GALANTHING INTO FEBRUARY

 And it's getting brighter, I think.

And I have been in the garden cutting back Cardoons and Elephant Grass.

Now, I have raised a discussion as to whether chaffinches and brambling cross breed. We had this on the trail camera -


Now it is probably a juvenile chaffinch but I can across photos of birds like this one - with a stripe on the head - and someone suggested it might be a chaffling. I mean, probably not but . . ?


Back to the dark messy garden, twigs fallen all over the place, and a gardener hoping for drier weather like this - sun through the ash branches but must cut back that ivy.

Some chance.

Anyway the garden is lit by swathes of snowdrops and promise of spring.



Some of the house plants do not look happy. I am sure I have not overwatered, if at all but the droopy aeonium has been repotted.

We went to Potato Day in Greenodd but they had no asparagus for us to use to replace lost crowns. There seemed to be plenty of seed potatoes and much else.

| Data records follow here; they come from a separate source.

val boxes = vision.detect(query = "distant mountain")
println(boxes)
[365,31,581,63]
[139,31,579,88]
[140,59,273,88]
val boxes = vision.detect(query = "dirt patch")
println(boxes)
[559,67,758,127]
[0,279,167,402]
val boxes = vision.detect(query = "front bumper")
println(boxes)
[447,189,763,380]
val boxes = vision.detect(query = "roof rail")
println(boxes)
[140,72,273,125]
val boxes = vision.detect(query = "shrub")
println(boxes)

Rosey bought a honey berry having seen it on TV.

When the world is deep into winter and monochrome there are still things to see, if a bit abstract -



Wood, dead or living takes on interesting shapes here enhanced by using monochrome photography.

It is Sunday, a frost last night and the sun is shining. A robin calls from the big cherry and I can hear the church bells a mile and a half away in Ulverston ringing in the crisp air.
And the garden? - Snowdrops, snowdrops, snowdrops.



But there is other colour 



and there is scent from the viburnum and the sarcococcus by the back door.